The pre-apprenticeship program is aimed at individuals who don't have the necessary basic education to enter an apprenticeship or can't find an employer willing to sponsor their training.
The province recently provided $208,131 to Cambrian and $136,427 to Boréal to offer the carpentry pre-apprenticeship program. Participation in the program is free, along with any required textbooks, safety equipment and tools.
Louise Turcotte, Cambrian College's associate dean for the schools of skills training and community and corporate learning, explained there's three phases involved in the pre-apprenticeship program.
The college first offers education upgrading to ensure participants meet the basic education requirements to become an apprentice, she said. Then the participants complete level one of the apprenticeship, which involves in-class training.
“Once they've completed that, the third part is to actually go out in the workforce and get some experience in that area,” Turcotte said.
“So they get to do all this, and you hope at the end, the ultimate outcome would be for them to land a job with the employer, who will then consider registering them as an apprentice.”
There's currently a pre-apprenticeship group in Espanola taking the first phase of training at Cambrian's campus in the community, she said.
The first phase of training is also currently being offered in Webequie, a community located north of Thunder Bay, in the college's mobile trades training trailer.
Once the trailer returns from up north, it will be sent to Espanola so students can take the second phase of training, Turcotte said.
Cambrian and Boréal are working with local employment agencies to find clients to participate in the program.
In Cambrian's case, it's working with Geztoojig Employment and Training and Employment Options, while Boréal is working with Option Emploi and ACE.

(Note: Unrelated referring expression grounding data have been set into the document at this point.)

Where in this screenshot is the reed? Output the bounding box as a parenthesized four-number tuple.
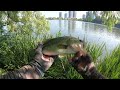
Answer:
(0, 31, 120, 79)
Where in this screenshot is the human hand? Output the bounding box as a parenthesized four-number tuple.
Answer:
(68, 43, 95, 73)
(68, 43, 106, 79)
(33, 43, 58, 72)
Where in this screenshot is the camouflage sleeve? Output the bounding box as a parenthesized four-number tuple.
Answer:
(70, 54, 106, 79)
(0, 60, 45, 79)
(76, 66, 106, 79)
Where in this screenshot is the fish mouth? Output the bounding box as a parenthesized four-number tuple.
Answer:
(42, 50, 59, 56)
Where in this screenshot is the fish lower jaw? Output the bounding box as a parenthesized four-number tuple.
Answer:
(42, 51, 59, 56)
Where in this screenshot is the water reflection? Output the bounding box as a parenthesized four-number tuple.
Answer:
(68, 20, 72, 34)
(64, 20, 67, 28)
(59, 20, 62, 31)
(112, 28, 120, 38)
(84, 22, 89, 32)
(68, 20, 76, 34)
(72, 20, 76, 31)
(49, 20, 120, 52)
(82, 21, 85, 31)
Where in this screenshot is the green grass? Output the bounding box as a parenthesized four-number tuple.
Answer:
(85, 42, 106, 63)
(0, 31, 120, 79)
(44, 57, 83, 79)
(97, 46, 120, 79)
(44, 41, 120, 79)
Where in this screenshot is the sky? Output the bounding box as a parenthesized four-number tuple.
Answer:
(41, 11, 87, 18)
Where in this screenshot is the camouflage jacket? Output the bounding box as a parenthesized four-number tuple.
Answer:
(0, 60, 44, 79)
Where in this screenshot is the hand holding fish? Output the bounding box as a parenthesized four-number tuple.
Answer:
(33, 43, 58, 72)
(68, 44, 92, 71)
(42, 36, 106, 79)
(68, 44, 106, 79)
(0, 42, 58, 79)
(0, 36, 106, 79)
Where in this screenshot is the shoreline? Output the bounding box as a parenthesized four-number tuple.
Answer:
(46, 18, 120, 30)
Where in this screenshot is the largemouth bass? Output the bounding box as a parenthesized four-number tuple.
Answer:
(42, 36, 84, 56)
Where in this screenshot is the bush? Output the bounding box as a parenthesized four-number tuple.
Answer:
(0, 11, 50, 71)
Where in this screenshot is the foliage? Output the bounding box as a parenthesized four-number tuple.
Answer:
(0, 11, 120, 78)
(0, 11, 50, 70)
(85, 42, 105, 63)
(100, 11, 120, 31)
(44, 56, 83, 79)
(85, 11, 94, 22)
(44, 42, 120, 79)
(43, 36, 106, 79)
(82, 11, 120, 31)
(98, 46, 120, 79)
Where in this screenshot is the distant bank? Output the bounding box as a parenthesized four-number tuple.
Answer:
(46, 17, 120, 29)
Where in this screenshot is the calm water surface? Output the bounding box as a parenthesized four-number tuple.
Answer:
(48, 20, 120, 55)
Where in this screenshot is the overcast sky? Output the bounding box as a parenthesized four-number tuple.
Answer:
(40, 11, 87, 18)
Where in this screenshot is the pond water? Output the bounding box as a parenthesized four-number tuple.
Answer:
(48, 20, 120, 53)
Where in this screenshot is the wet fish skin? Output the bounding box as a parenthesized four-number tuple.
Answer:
(42, 36, 84, 56)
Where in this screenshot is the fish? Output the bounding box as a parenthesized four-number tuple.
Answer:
(42, 36, 85, 56)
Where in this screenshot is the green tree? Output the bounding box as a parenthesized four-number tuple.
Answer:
(0, 11, 49, 35)
(82, 14, 86, 20)
(0, 11, 50, 70)
(100, 11, 120, 31)
(92, 11, 120, 31)
(85, 11, 120, 31)
(85, 11, 94, 22)
(92, 11, 99, 19)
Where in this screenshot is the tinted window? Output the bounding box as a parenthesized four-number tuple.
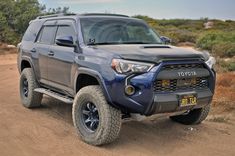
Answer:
(23, 21, 43, 41)
(38, 26, 57, 44)
(55, 25, 76, 41)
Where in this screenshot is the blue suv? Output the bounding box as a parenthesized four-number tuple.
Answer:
(17, 13, 216, 145)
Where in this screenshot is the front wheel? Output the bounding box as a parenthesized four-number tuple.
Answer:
(170, 104, 211, 125)
(72, 85, 122, 146)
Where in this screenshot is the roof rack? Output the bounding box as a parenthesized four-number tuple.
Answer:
(36, 13, 129, 19)
(37, 13, 76, 19)
(80, 13, 129, 18)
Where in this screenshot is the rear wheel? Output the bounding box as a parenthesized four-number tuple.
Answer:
(170, 104, 211, 125)
(72, 85, 122, 145)
(19, 68, 42, 108)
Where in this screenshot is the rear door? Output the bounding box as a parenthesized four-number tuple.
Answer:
(34, 21, 57, 85)
(47, 19, 77, 93)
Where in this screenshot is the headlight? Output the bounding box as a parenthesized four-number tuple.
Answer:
(111, 59, 154, 74)
(205, 56, 216, 69)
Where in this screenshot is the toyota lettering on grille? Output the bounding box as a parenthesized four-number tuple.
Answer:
(177, 71, 197, 77)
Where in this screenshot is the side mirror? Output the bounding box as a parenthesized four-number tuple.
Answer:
(55, 36, 76, 47)
(160, 36, 171, 44)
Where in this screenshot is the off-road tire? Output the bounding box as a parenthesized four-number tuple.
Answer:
(19, 68, 42, 108)
(170, 104, 211, 125)
(72, 85, 122, 146)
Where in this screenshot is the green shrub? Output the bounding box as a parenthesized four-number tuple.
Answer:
(218, 59, 235, 72)
(227, 61, 235, 71)
(197, 31, 235, 57)
(212, 42, 235, 57)
(2, 28, 19, 45)
(159, 28, 197, 44)
(196, 31, 226, 50)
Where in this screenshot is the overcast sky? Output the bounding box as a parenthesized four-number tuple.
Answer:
(39, 0, 235, 20)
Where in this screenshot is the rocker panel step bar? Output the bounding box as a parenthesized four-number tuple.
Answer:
(34, 88, 73, 104)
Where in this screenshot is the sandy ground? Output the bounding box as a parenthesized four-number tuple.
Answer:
(0, 53, 235, 156)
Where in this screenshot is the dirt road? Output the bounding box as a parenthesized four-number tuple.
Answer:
(0, 54, 234, 156)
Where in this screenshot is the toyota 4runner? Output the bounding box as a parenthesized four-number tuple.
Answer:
(17, 13, 216, 145)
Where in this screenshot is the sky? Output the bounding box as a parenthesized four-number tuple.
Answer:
(38, 0, 235, 20)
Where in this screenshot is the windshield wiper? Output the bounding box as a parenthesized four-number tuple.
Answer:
(121, 41, 162, 44)
(87, 42, 121, 46)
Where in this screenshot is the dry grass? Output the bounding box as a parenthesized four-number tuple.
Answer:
(212, 73, 235, 114)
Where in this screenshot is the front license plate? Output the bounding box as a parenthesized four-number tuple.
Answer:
(179, 94, 197, 107)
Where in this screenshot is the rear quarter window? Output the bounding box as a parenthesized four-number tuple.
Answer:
(22, 21, 43, 42)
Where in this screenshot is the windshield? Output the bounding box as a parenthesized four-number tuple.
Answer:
(80, 17, 162, 45)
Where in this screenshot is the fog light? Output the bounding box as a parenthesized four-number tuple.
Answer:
(162, 80, 170, 87)
(125, 85, 135, 96)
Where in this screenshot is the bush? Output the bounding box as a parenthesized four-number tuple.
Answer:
(217, 59, 235, 72)
(227, 61, 235, 71)
(196, 31, 226, 50)
(197, 31, 235, 57)
(212, 42, 235, 57)
(159, 28, 197, 44)
(2, 28, 19, 45)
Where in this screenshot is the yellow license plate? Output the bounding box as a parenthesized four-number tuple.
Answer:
(180, 94, 197, 106)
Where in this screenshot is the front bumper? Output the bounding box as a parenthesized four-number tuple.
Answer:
(148, 89, 213, 115)
(105, 60, 216, 115)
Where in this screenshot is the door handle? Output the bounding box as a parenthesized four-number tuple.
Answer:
(30, 48, 36, 53)
(48, 51, 54, 56)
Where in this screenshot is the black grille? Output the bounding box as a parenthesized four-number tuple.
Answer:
(162, 63, 204, 70)
(154, 63, 209, 93)
(154, 77, 208, 93)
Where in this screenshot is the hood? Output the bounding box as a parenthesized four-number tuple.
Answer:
(91, 44, 207, 63)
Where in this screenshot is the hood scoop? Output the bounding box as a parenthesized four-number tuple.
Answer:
(141, 45, 171, 49)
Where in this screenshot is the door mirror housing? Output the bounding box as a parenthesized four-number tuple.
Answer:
(55, 36, 76, 47)
(160, 36, 171, 44)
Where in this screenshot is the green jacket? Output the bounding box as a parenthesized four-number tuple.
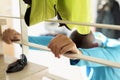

Turcotte said she was pleased to hear the government was funding the program.
“We hope it will be the stepping stone to other pre-apprenticeships, because there is a big demand for the skills training,” she said.
“For some of the individuals that are interested, the challenge is maybe not having the skills required to be able to get into it. This is a way to open that door for individuals who want to get into apprenticeship training.”
Cambrian College president Sylvia Barnard said in a press release she's also pleased with the funding announcement.
“This investment is helping carpentry students to learn practical skills and techniques, which are necessary for rapid entry into the workforce, or to pursue further training and education,” she said.
“These graduates will help to meet industry demand in Northern Ontario, which is also going to encourage business growth in our region.”
Boréal president Denis Hubert-Dutrisac said in the press release the college is “honoured” by the province's confidence in the college, as evidenced by the funding announcement.
“Thanks to our expertise working in the field with industries and employers throughout the province, the apprentice carpenters will be well trained to fill the need in manpower and contribute directly to the economic group in their regions.”
Sudbury MPP Rick Bartolucci said he's pleased the two local colleges are working with the province to help people develop the skills needed to be an apprentice.
“Ontario needs skilled workers to keep our economy strong and help local communities across the province become more prosperous,” he said.
“We are investing in our apprenticeship and skilled trades to help more people prepare for the jobs of the future.”